June 24, 2016
As scientists identify ways that viruses exploit their host cells to make more copies of themselves, they are also uncovering clues to how these viral invaders can trigger cancerous cell growth.
In a new study published in the journal Proceedings of the National Academy of Sciences, researchers at the University of North Carolina Lineberger Comprehensive Cancer Center and the UNC School of Medicine explain how a type of herpesvirus uses mimicry to trick the host cell to produce proteins the virus needs, and to drive cell growth. The findings have implications for how the virus causes cancer.
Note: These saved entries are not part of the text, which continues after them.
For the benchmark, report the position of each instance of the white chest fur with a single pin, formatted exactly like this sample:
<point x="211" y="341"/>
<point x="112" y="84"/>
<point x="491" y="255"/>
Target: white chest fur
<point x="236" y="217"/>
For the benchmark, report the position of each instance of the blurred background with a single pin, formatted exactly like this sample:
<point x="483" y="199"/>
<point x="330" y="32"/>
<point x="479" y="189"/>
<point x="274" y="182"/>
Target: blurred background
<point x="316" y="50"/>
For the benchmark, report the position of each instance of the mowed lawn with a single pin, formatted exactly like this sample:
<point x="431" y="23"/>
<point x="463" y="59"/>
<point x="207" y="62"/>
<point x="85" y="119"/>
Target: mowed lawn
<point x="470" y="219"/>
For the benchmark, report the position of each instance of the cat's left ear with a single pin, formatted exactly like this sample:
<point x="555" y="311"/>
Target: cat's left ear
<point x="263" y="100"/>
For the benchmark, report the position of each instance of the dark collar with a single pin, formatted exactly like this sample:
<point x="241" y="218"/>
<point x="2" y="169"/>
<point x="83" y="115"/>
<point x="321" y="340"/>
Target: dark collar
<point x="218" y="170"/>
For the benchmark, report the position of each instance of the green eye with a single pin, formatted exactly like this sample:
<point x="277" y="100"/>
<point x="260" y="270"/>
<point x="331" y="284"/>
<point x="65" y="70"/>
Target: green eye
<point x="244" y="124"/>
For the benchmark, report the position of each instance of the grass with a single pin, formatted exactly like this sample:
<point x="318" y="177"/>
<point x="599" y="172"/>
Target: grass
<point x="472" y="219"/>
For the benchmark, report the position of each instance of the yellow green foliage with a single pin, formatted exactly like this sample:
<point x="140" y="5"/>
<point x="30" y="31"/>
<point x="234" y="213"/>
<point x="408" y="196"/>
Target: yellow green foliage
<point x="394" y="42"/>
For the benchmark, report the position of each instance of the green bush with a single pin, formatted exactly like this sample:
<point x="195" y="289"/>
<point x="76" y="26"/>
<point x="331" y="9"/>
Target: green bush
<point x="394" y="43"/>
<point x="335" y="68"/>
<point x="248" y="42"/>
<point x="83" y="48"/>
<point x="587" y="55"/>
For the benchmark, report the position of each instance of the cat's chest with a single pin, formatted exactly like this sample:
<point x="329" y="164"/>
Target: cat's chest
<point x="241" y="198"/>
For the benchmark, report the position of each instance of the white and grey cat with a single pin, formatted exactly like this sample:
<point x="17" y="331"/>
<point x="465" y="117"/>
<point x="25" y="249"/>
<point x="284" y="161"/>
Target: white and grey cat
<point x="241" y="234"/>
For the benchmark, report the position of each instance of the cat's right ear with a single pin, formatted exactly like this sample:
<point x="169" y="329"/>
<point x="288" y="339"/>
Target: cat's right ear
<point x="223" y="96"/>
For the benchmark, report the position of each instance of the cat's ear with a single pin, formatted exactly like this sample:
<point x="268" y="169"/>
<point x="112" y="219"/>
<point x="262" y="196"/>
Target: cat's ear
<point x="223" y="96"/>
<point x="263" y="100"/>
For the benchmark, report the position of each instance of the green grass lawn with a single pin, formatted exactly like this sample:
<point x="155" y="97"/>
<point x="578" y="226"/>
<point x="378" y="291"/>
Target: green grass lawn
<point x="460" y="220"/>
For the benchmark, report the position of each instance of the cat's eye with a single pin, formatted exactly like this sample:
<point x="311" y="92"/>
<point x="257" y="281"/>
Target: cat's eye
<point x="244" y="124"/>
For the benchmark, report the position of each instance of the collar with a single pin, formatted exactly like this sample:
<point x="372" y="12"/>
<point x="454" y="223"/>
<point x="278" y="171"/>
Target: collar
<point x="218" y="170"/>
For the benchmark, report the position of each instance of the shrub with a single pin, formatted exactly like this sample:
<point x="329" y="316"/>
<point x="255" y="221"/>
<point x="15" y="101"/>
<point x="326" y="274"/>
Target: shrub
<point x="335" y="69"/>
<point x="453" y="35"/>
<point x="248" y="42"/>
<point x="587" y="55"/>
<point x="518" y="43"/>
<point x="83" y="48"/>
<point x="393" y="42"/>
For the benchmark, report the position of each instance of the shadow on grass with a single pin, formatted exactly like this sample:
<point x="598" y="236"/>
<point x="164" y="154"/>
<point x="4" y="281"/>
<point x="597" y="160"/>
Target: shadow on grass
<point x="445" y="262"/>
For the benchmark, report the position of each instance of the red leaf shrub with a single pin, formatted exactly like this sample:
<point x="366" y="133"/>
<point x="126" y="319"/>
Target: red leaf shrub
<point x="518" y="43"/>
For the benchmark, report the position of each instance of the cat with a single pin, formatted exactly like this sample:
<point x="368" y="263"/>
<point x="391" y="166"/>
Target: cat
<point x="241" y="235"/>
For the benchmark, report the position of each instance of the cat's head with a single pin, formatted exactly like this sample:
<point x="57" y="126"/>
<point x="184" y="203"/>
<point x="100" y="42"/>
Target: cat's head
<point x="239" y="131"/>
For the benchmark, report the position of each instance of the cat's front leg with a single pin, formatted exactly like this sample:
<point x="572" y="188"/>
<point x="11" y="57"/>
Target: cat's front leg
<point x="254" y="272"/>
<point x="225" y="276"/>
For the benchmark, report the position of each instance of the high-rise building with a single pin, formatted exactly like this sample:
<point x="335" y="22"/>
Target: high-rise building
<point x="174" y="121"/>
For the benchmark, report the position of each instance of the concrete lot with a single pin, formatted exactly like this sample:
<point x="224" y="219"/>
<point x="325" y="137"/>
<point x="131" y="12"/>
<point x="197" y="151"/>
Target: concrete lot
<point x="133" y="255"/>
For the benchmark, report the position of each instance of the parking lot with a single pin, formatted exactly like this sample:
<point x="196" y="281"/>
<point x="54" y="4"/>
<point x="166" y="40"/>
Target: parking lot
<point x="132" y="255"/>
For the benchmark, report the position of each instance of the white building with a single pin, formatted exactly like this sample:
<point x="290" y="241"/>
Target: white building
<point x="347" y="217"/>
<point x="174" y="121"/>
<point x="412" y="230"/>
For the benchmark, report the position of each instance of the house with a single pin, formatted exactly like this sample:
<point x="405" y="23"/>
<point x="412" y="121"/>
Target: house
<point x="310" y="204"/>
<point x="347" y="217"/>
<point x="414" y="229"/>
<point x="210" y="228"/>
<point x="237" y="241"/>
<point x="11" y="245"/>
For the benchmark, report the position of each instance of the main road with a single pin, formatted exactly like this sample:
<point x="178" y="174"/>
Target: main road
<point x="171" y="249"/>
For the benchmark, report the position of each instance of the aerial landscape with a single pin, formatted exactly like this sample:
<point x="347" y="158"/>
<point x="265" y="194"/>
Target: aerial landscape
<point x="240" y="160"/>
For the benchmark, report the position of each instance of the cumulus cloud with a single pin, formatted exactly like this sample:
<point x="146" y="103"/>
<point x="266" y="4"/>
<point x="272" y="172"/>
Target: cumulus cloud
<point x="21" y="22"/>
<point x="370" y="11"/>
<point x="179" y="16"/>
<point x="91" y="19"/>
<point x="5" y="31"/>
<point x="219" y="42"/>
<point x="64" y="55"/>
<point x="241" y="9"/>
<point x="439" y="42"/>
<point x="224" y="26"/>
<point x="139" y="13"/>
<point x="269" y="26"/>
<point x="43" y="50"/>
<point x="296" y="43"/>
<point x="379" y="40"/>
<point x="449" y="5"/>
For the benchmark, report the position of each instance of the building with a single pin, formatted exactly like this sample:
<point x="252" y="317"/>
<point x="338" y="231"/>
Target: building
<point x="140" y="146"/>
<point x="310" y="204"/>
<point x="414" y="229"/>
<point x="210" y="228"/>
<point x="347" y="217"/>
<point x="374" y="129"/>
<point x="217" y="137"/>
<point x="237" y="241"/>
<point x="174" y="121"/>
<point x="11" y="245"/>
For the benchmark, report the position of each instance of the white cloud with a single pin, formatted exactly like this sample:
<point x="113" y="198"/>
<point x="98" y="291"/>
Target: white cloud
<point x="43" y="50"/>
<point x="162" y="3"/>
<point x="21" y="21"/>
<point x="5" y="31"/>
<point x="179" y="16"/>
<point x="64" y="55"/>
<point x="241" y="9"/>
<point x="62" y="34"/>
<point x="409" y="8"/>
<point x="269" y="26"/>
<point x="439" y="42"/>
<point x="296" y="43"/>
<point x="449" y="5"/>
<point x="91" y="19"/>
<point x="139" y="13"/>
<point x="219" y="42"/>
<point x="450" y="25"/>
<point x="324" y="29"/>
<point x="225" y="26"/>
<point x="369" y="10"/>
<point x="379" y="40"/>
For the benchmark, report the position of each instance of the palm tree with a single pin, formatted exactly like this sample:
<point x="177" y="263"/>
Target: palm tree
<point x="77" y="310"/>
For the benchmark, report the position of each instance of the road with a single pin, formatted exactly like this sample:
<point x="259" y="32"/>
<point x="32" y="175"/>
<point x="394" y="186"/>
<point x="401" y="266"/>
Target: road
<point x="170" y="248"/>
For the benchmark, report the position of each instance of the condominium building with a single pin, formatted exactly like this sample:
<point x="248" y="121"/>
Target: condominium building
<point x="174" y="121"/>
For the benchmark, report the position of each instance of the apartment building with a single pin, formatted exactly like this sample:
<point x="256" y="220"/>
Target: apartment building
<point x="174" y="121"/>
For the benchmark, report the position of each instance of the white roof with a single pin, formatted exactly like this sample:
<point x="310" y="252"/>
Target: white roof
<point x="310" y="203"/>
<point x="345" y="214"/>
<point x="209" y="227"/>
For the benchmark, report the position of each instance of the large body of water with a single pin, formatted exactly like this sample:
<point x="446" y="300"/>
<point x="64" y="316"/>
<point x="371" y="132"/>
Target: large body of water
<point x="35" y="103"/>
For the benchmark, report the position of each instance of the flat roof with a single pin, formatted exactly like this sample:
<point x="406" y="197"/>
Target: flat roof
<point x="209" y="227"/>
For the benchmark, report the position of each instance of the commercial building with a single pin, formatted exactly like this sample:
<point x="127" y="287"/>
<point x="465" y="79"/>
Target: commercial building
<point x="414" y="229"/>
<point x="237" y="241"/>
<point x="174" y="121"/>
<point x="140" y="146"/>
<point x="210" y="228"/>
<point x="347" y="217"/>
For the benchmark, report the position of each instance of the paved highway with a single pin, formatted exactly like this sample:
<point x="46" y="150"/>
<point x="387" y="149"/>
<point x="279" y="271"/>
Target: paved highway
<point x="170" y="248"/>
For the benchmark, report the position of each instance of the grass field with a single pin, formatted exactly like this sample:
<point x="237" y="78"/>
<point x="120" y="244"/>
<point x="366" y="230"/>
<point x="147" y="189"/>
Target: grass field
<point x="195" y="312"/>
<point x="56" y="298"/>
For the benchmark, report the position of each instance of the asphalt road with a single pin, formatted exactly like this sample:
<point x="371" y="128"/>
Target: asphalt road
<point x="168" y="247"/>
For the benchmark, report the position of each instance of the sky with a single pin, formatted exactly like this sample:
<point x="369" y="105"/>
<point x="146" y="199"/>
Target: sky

The researchers report that the Kaposi sarcoma-associated herpesvirus makes a protein called vPK that shares a number of similarities to a host cell protein named S6KB1. The virus manipulates the S6KB1 host cell signaling pathway to spur the host cell to make more proteins and divide - even when the host is not ready for it. The researchers say their findings shed light on a potential cancer-causing mechanism of the virus.
“Cancer is a multi-step process, and to turn a normal cell into a cancer cell, a number of events need to occur,” said the paper’s senior author Blossom Damania, PhD, co-director of the UNC Lineberger Global Oncology Program and the UNC Lineberger Virology Program, and vice dean for research at the UNC School of Medicine. “Some of those steps involve increasing cell proliferation, others involve preventing cell death, and yet others involve the cell evading host immunity. This process usually requires multiple events that target these different pathways before a cell becomes cancerous. We think that different viral proteins are targeting different cell pathways, and the one we identified in this study is targeting cell protein synthesis and cell growth.”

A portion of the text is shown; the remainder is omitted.